On one particular afternoon when my brother drove them out to town, I stayed behind on the farm where we were putting up, for some moments of peace watching television with my father. Commercials to be exact; the programming was like a telenovela where every story point led to an opportune advertising moment.
"Only $36,000 for a car!" My father was incredulous, gesticulating at the screen. "That's not even half of a COE in Singapore!"
"But that's because there's barely any public transportation here. There's no need for the government to control how many cars are on the road," I tried defending to little avail.
The channel switched to a news program debating if smacking a child is acceptable. Someone was just charged in court for a heavy hand and the morning show was flaying the man for his iniquities. My father snorted in derision. Even he, in his overly doting grandfather ways, recognized the limits of liberal parenting. My mother joined in, spewing Chinese idioms about the value of a strict upbringing.
Conversations with my parents on most holiday trips are peppered with comparisons to Singapore. "The weather here is so much cooler! The food is so fresh, so cheap!
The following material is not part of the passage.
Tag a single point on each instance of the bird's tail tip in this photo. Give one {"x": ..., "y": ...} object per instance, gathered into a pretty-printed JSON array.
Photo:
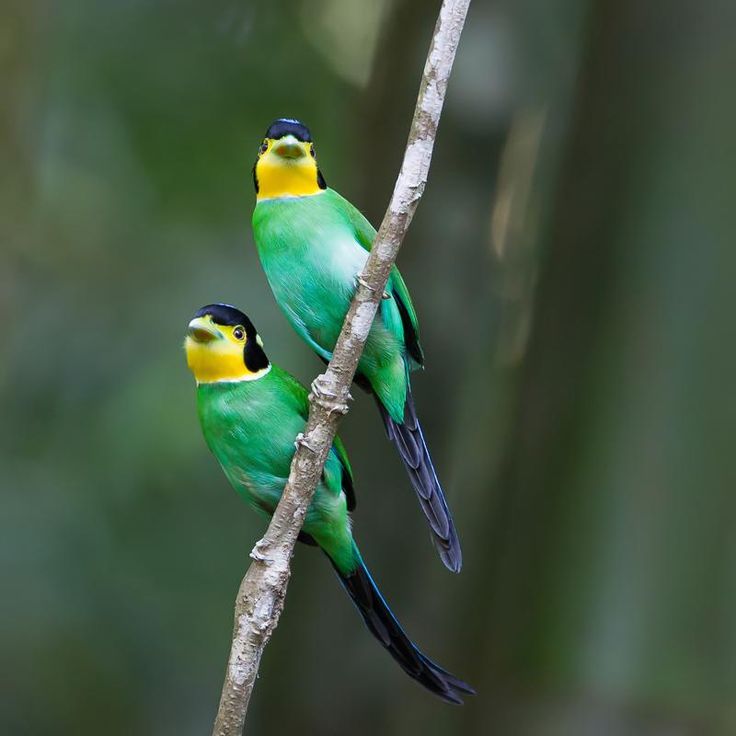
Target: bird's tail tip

Singapore where got lavender on the streets?"
And they are right. In my own quiet moment sitting on the lawn with my milk and chips, I know I can't get this peace back home. Here, I can think. No, I can even hear myself think. Well, without the kids of course. Who knows what great things I might be able to achieve with all the time and space here?
(Now imagine this with 12 degree weather and never-ending green fields)
But could I set aside my career goals and life targets for a slower relaxed pace of life, right now when I’m in my prime working years? Or perhaps I should consider somewhere else, where I can push myself to even greater heights? I suppose if I had children of my own, the considerations would be different as well. Thankfully, I have to contend with simpler things like whether my skin would be able to take the dry air here. Probably not.
The move to a new country (or back home) is rarely a simple balance sheet, it’s almost impossible to make sense of everything and come to the best decision. It’s different for everyone and I think PM Lee said it well in his recent trip to the US when he met over 300 overseas Singaporeans in New York City.
“You are all flying the flag for Singapore all the time. You are representing us and you will show what Singaporeans are and I think that is something valuable.”
And like what any proud parent would say, he ends off his speech with, “Keep in touch with home, keep in touch with us (…) Keep in touch and come home from time to time and one day, come back home to Singapore.”
"Keep in touch and come home from time to time, and one day come back home to Singapore," said Prime Minister Lee Hsien Loong to Singaporeans living in the US during his week-long trip to New York and Washington. str.sg/ZvJnVIDEO: JEREMY AU YONGPosted by The Straits Times on Sunday, 27 March 2016
For me, until I’m done mastering the entire compendium of children’s songs, this proud uncle is staying put where the naughty duo are growing up and where my parents are growing old.